Many people in this country turn off when the words ‘politics’ or ‘politicians’ are mentioned. Ask people why they react in such a way and you will hear many different answers, but there will be several common themes.
Among these are the feelings that politicians are incapable of telling the truth and they work in their own interest; there is no point voting because politicians in the different mainstream parties have indistinguishable views on the major issues; and that politics itself is now irrelevant because the wishes of voters are ignored.
So it is that we hear politicians pontificating about ‘reconnecting’ the public with the politics and encouraging people to ‘engage’ in the political process. These sentiments by politicians are evidence that our politics is broken. It is an admission that politics is not working for the people. But despite this that same political class responsible for breaking our politics and bringing about the disconnect and lack of engagement refuses to acknowledge itself as the root cause of the problem. That is why we need a new approach and why I am supporting the idea of Referism.
What we have before us is not democracy but a hollowed out shell. Politics in this country, as in many others, has become a one way conversation. Politicians speak and they expect us t0 listen. The political class is set in ‘transmit’ mode but refuses to flick the switch to ‘receive’. They present their non binding manifestos and declare this is what they want you to vote for. This is the ‘democratic’ choice laid before you. But the manifestos have not been constructed by listening to the wishes of voters. As such the elections in this country are largely meaningless and – importantly – the ability to bring about real change is denied to the electorate.
It is the pursuit of power that accounts for most of those people who join parties and become politicians. The notion of entering politics to ‘make a difference’ or merely to ‘serve’ is seldom a genuine explanation, and in any case it lasts only a short time after election success.
I can vouch for the reality of this having been elected as a Councillor with the best of intentions – and then having seen at first hand how any effort to carry out the wishes of the people who voted for me was met by inertia or outright opposition from civil servants. This was accompanied by warnings from local party leadership that positions on key committees or ascent to deputy or chairman roles depended upon not rocking the boat. That is why so many Councillors get involved enthusiastically for the right reasons then turn native after their election. For my part, I resigned rather than compromise my principles.
The problem is that during a term as an elected representative there is absolutely no need whatsoever to take heed of what those who cast their votes actually want their Councillor or MP to do. When I argued in open Council that Councillors should listen to what people in their wards wanted and do all they can to deliver on those wishes, I was told that we should act as leaders and tell the people what we believed they needed instead. The very idea of letting people decide what they want is anathema to those who hold power.
The power in this country resides with the political class, and the civil service which only seems to serve its own interests and objectives. It should reside with the people. That is what democracy is supposed to be about.

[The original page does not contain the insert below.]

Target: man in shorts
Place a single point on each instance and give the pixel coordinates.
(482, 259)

So it follows that in order to restore democracy to this country power must be taken back by the people. The power our politicians possess is the ability to make decisions requiring them to determine how our money, collected through taxation, is spent. If people had the ability to veto decisions by refusing to allow their money to be spent, the power of the political class – supposedly our representatives and servants anyway – would be removed. Ordinary people would be calling the shots, which is as it should be.
In the Referism model politicians would have to ask us for money to spend. They would become accountable if forced annually to seek our approval for spending and therefore receive our money. If their request was, for example, for money to hand to the European Union as part of our contribution to Brussels’ unaccountable spending a majority of voters could deny the request and prevent that money being handed over.
Money is power. This works not only in the world of business but in the world of politics. When it comes to government spending it is our money being used, therefore we should have the power.
The Referist idea is developing and more people are joining the debate. Do join the debate and share your views about how we ordinary people can take back power and how this democratic ideal can supplant the system of elective dictatorship in this country.